Imho hat sich die Skz während des Sprechverbots der Spieler in der Endphase der Saison völlig vergaloppiert.

Sicher wird an der eigenen Unsicherheit, der Sturheit, der Befragung von Fritz und Pizarro irgendwas dran gewesen sein. Am Ende ist es aber dann, wie immer. eine Frage der Interpretation. Dass Fritz und Pizarro das Zepter übernommen, Skripnik, Frings und Kohfeldt nur zugeschaut und gestaunt haben, kann man sich auch beim schlechtesten Willen nicht vorstellen.
 
Interessante Diskussion zwar, aber WAS hat das alles jetzt mit Florian Kohfeldt noch zu tun???
 
Florian Kohfeldt sollte übernehmen. Dann würde die Entscheidung TE zu entlassen einen Sinn machen. Dann könnte man von einem Neuanfang sprechen. So, finde ich es noch immer sehr dünn die Geschichte.
 
Das haste doch jetzt vom Kicker. :p

Aber würde ich auch nicht so schlecht finden. Dann bliebe der Lutscher vermutlich auch hier.
 
Kohfeldt als Cheftrainer ?
Ich weiß nicht. Hat als derzeitiger Co einen Anteil an der Saison . Ob er es als Chef besser macht? K.a.
Aber Hauptsache ne billige Lösung ;)
 
Florian Kohfeldt sollte übernehmen. Dann würde die Entscheidung TE zu entlassen einen Sinn machen. Dann könnte man von einem Neuanfang sprechen. So, finde ich es noch immer sehr dünn die Geschichte.

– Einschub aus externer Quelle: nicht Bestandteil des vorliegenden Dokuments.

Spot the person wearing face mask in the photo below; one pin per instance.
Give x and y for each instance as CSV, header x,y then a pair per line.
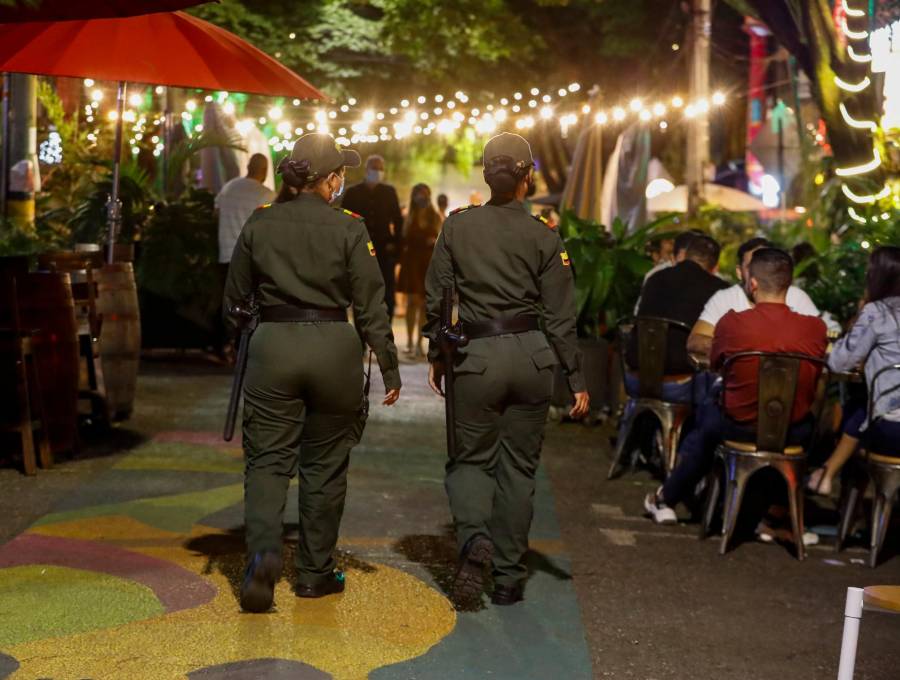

Gerade jetzt hat er keine Chancen, weil sein Fürsprecher TE entlassen worden ist. Gerade weil TE ohne Einverständnis von VS den Psychologen in den Mannschaftsquartier eingeladen hat, deswegen ist TE entlassen worden. Wenn man noch mal die Frage an VS hørt, wo er gefragt wird, ob er auch von dem Psychologen beraten wurde, wird mir ganz klar, dass da einen sehr grossen Streit gegeben hat.
 
Zuletzt bearbeitet:
Ich kann zu Kohlfeld nicht viel sagen. Er hat wohl überhaupt noch keine eigene Trainer-Erfahrung.

Aber: Verschlechtern kann sich Werder nicht.